Eddy maybe you know - how do our driveshafts fit into the gearbox and hub? Considering that I'm moving the hub out maybe 20mm+, is at least one side of the driveshaft on sliding splines so that I don't pull on any flanges/bearings/CV's?
Hoyhoy.
Sam, not too sure on the hub end, the gearbox end is straight forward. I have to the CV's one day, so might find out more then I suppose.
She just sits in the shed under cover these days.
Hooroo.
Awesome
Was thinking of doing this ages ago, but thought it might end in tears
Interested to see how it goes and drives etc
MODS- TOO MANY
nice bit of home grown engineering, good work on detailing the steps and taking time to post up photos...
Pretty common tweek in circuit racing, especially production based classes, longevity will not be a problem
good to hear re longevity. I was surprised how soft the ball joint flange material was to file when I was elongating the slots. It was literally just 5 minutes per slot. I guess its just cast which had me thinking about flex. But the flange is so much broader than the original and really fills out the inside of the control arm so it should be fine. I'm just getting the oem front bushes out now ready for my superpro's to swap in. I forgot what a turd job that is.

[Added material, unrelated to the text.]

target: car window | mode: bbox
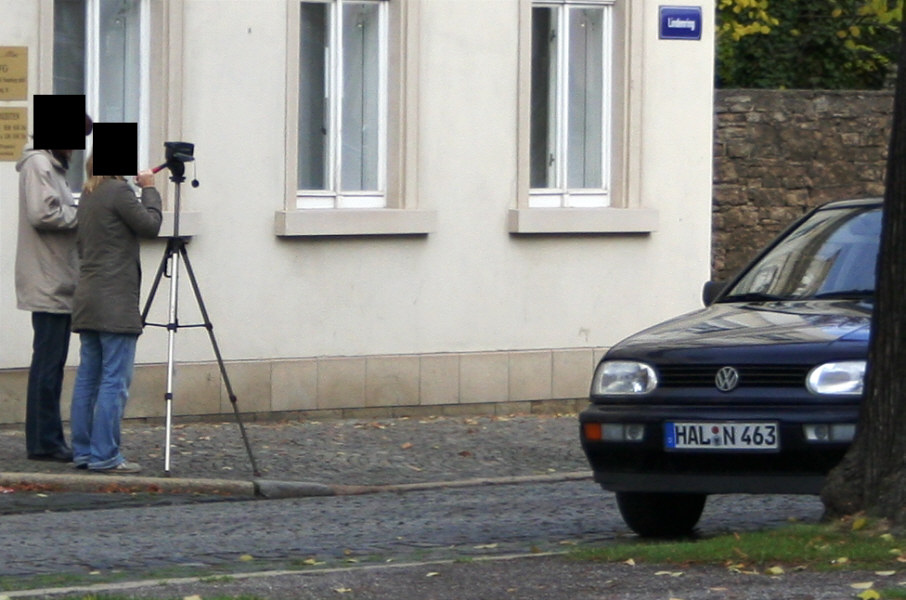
[723,206,882,302]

So the drive shaft to the gearbox has 6 bolts to keep it in, and the hub end has a long bolt that "pulls" the shaft into the hub with splines on it. If the hub is 2cm further out (so wider track width), that isn't going to work. The control arms are quite soft, so the additional width causes significant load and the drive shaft won't mate to the hub properly, it would end up not fitting snug and again add greater load on the splines within the assembly. Not sure if that all makes sense... The more I think about it, I'm struggling to see how it's all going to bolt together safely.

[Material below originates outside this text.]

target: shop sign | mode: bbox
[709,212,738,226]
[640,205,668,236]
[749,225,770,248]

But I'm very risk averse when it comes to this stuff...
Track Car: 06 Polo GTI Red Devil mkII
Daily: 2010 VW Jetta Highline
Gone but not forgotten: 08 Polo GTI
** All information I provide is probably incorrect until validated by someone else **
Update - the standard bolts are not long enough. The ball joint flange of the audi TT RS assembly is a little fatter than stock I presume. I lost access to just enough threads on the bolt to make it a bit dubious so I went with slightly longer 8mm bolts.